Comparative Public Policy and Governance is a subject that encompasses much work in the Department of Political Science, the School of Public Administration, and other elements in the Faculty of Human and Social Development.

Within the Department of Political Science, a number of faculty work on public policy:

Outside the Department of Political Science, Emmanuel Brunet-Jailly, James McDavid and John Langford of the School of Public Administration, Karena Shaw (Environmental Studies), Cecilia Benoit (Sociology), Helga Halgrimsdottir (Sociology), together with Michael Prince and Katherine Teghtsoonian of the Program in Policy and Practice, form a strong cadre of public policy specialists.

These faculty members can support advanced research in many different policy sectors: taxation policy, environmental policy, social policy, information and communications policy, immigration policy, urban policy, homelessness, energy policy and others.
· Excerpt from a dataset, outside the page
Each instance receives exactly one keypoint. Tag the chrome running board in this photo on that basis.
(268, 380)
We would hope, therefore, to attract students interested in researching the dynamics of policy development and implementation, and in explaining differences and similarities in policy outputs and outcomes in comparative and international contexts.

These students might be generally interested in the ways in which the forces of "globalization" affect the ways in which national and local governments respond to common policy challenges. Their research might be comparative in a cross-national sense, it might be comparative of jurisdictions within Canada, or it might be comparative of local jurisdictions across national boundaries.

The collaborative relationship between the School of Public Administration (SPA) and the Department of Political Science is the key to effective graduate programming in this field. The School has the responsibility for professional training in the field of public administration, but it also supports advanced research in the field. Working collaboratively, the School and the Department can support both professionally-oriented and academically-oriented research students.

The Department's particular contribution is to bring strong theoretical and comparative perspectives to bear on the work at hand. Students concentrating in this field will be expected to take a two-course seminar sequence. The first is offered by the Political Science Department entitled Comparative Public Policy and Governance (POLI 607); this course reviews the conceptual and theoretical literature on policy development and implementation in comparative perspective. A second course is offered by the School of Public Administration Theories of Public Management (POLI 610/ADMN 604). Both courses are cross-listed and co-developed with faculty from both units. 

In addition, some political science students might be required to take one or two courses on methodology, offered by the School. Some SPA students might also take other policy-related seminars in the Department.

Candidacy examinations will be developed jointly by Faculty within the Department and the School, based on the reading lists in the two required courses. A natural complement to a candidacy examination in comparative public policy and governance would be one in Canadian Politics, but international relations, comparative politics, and political theory are also possibilities.